He loves me back. By some miracle, he loves me back. And his presence in my life as a friend, as a lover, as an overall amazing human being turned my world on its axis. One of the first things he said upon us getting together was that I had to keep writing (there’s a recurring theme here, from most of the people who know me best. They don’t allow me to become Less Than, and they push me to be and do and reach for More. And I love them every single day for that).
I didn’t want to tell him that I hadn’t been writing in a while. I didn’t want to tell him that I had tried and tried and tried and the words just wouldn’t come. So I just told him that I wouldn’t let anything stop me from writing.
The next day at work, though, that changed.
I sat at my desk, and calls were few and far between, and I couldn’t process that the boy I fell in love with in high school loved me back. I had to let it all out somehow, and figure out how not to bottle my feelings. So I opened a Word document, and I glared at the blinking cursor and the blank page. I took a deep breath, cracked my knuckles, planted my feet firmly on the ground, and I began to write.
And the words didn’t stop.
And they haven’t since.
I still haven’t finished the book I set out to publish in 2016. But it’s not just sitting on my laptop, either, taunting me with the various chapters yet to be filled in my Scrivener document. I’ve worked on it more in the last three months than I did all year. I’ve started a new book. I’ve made teasers. Hell, I wrote this blog post, and it didn’t scare the shit out of me. I smile a lot more.
And guess what?
I even sleep.
As a matter of fact, I sleep more than three hours a night.
Everything is new and shiny and bright and perfect.
That’s not to say that I don’t have bad days.
Long distance relationships are hard work. Flights are expensive. Not having enough time off sucks. I miss my mom. I miss my dog. I occasionally mess up at work, and I beat myself up for days.

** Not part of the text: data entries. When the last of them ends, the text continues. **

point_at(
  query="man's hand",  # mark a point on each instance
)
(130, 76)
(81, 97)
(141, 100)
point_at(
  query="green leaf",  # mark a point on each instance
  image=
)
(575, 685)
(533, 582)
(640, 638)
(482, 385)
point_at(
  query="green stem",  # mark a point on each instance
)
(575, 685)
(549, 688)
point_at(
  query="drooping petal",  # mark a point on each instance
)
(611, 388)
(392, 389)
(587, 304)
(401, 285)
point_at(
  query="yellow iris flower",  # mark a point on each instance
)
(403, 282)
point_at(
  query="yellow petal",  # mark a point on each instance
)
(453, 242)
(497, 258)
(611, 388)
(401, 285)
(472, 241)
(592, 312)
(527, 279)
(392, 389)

But tonight, we have midnight.
Midnight and we’re new.
Midnight and the slate is wiped clean.
Midnight and we leave the past behind.
Midnight and the future unfolds.
To my parents, Debbie and Ernest, I am not yet done annoying you, stalking you on Facebook to make sure you’re awake before I call, tagging you in memes, baking for you, visiting you, or bitching to you about the weather even though I secretly love it. I’ll never stop checking in or offering advice when it’s asked of me, and I’ll never stop trying to make you proud. Welcome to Midnight.

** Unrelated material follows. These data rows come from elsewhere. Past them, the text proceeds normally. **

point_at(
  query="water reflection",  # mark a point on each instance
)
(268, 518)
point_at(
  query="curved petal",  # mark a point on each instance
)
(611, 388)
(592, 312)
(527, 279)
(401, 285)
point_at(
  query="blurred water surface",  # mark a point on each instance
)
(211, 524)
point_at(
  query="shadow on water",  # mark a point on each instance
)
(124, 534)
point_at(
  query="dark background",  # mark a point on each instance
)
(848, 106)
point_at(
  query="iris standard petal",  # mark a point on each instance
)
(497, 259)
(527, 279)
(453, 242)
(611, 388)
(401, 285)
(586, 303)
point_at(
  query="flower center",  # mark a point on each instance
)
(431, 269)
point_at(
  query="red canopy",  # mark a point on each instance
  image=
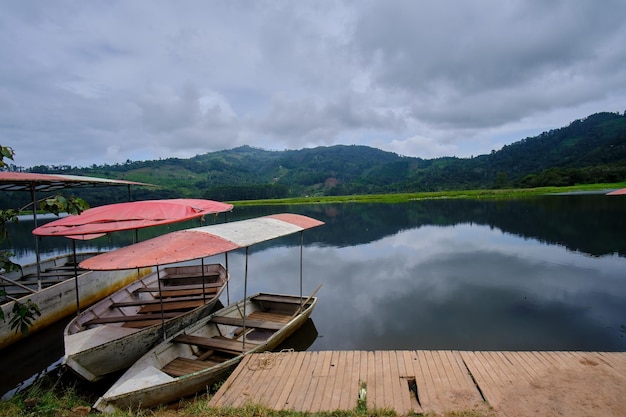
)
(96, 221)
(200, 242)
(618, 192)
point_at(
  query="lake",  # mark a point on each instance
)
(544, 273)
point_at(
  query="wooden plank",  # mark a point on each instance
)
(431, 402)
(172, 306)
(325, 380)
(137, 317)
(248, 386)
(398, 385)
(183, 366)
(278, 299)
(482, 376)
(267, 316)
(517, 363)
(225, 345)
(312, 396)
(238, 322)
(185, 292)
(331, 384)
(413, 366)
(339, 388)
(209, 287)
(175, 276)
(304, 384)
(230, 389)
(351, 387)
(158, 302)
(281, 401)
(615, 360)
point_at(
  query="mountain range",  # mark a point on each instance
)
(589, 150)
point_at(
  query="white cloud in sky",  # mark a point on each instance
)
(106, 81)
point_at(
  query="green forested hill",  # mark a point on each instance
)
(589, 150)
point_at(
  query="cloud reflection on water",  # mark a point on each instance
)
(457, 287)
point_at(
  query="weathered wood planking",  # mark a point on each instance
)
(446, 381)
(331, 380)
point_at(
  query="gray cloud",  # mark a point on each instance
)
(103, 82)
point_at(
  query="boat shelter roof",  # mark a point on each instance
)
(132, 215)
(200, 242)
(618, 192)
(27, 181)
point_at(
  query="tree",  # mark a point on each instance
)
(25, 313)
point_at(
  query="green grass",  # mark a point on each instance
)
(51, 398)
(404, 197)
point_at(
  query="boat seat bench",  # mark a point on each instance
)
(188, 276)
(137, 317)
(183, 366)
(182, 291)
(278, 299)
(236, 321)
(171, 306)
(214, 343)
(158, 302)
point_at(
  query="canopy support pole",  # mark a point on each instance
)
(37, 255)
(76, 277)
(245, 296)
(301, 245)
(227, 282)
(203, 282)
(161, 302)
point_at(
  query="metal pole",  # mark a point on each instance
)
(301, 245)
(245, 295)
(161, 302)
(76, 277)
(227, 282)
(37, 255)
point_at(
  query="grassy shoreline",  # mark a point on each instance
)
(405, 197)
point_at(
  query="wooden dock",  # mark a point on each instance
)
(496, 383)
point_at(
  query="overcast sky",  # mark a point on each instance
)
(92, 82)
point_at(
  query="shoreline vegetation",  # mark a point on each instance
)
(51, 396)
(406, 197)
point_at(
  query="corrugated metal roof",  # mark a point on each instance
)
(200, 242)
(26, 181)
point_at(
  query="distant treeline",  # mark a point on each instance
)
(589, 150)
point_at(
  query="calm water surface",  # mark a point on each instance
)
(547, 273)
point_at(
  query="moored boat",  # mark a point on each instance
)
(202, 354)
(51, 286)
(113, 333)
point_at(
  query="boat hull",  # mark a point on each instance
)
(106, 348)
(146, 385)
(59, 300)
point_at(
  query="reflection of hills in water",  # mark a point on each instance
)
(593, 224)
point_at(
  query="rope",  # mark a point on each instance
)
(267, 360)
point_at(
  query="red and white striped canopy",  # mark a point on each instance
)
(200, 242)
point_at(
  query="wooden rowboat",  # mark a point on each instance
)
(51, 285)
(202, 354)
(113, 333)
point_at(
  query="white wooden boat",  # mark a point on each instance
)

To my sisters, Jade and Lanita, this year has collectively been a bad year for the three of us. But it has also been a great year. The bad days we experience help us to appreciate the good ones when the sun finally starts shining through the clouds. There is still breath in our lungs. There are still springs in our steps, despite the many attempts to knock us down. And, as one of my favorite authors once said, “The world keeps spinning because your heartbeats exist.” Welcome to Midnight.
To my beautiful Beta Babes, Danie and Jenn, I am so sorry that I’ve failed you this year. And even though this year has been an endless stream of missed deadlines, broken promises, unfinished projects, and cliffhangers, you lovely ladies have stayed by my side, cheering me on, believing in me, accepting my apologies for my shortcomings, and getting excited for every new idea I pitch and don’t finish. You are the only two left from the first draft of Losing Me, to the unfinished pages of Wrapped In You (maybe next Christmas?). And you never fail to support me, both in my writing, and outside of it. I’ll try not to let you down in 2017. Welcome to Midnight.
To my best friend Elizabeth, you have been my biggest cheerleader this year. You’re always there for me whenever I need you, and I know you know it’s the same vice versa. You also gave me my honorary niece and nephew (we’ve been friends so long, I’m basically, family right? Even though you have to translate for me lol), and I love them so very much. You are one of my favorite people in the world and I look forward to spending more time with you this year. I love you. Welcome to Midnight.
To my best friend Chelsea, my drinking buddy, my shoulder to cry on, my fellow foodie, my late night therapist, my early morning listening ear, and so much more, I wouldn’t have gotten through this crazy ass year without you. From start to finish, you were by my side without fail. You are one of two people who refuse to believe me when I say I’m okay. And you stay with me until I actually am. You keep me laughing. The days we spend driving and singing and shopping and eating are some of my favorites. I don’t know how or why God decided to put our crazy asses in each other’s lives, or how he managed to take two people who are exactly alike and make them best friends, but I am so thankful for you. And I love you. And 2016 was just the start. Welcome to Midnight.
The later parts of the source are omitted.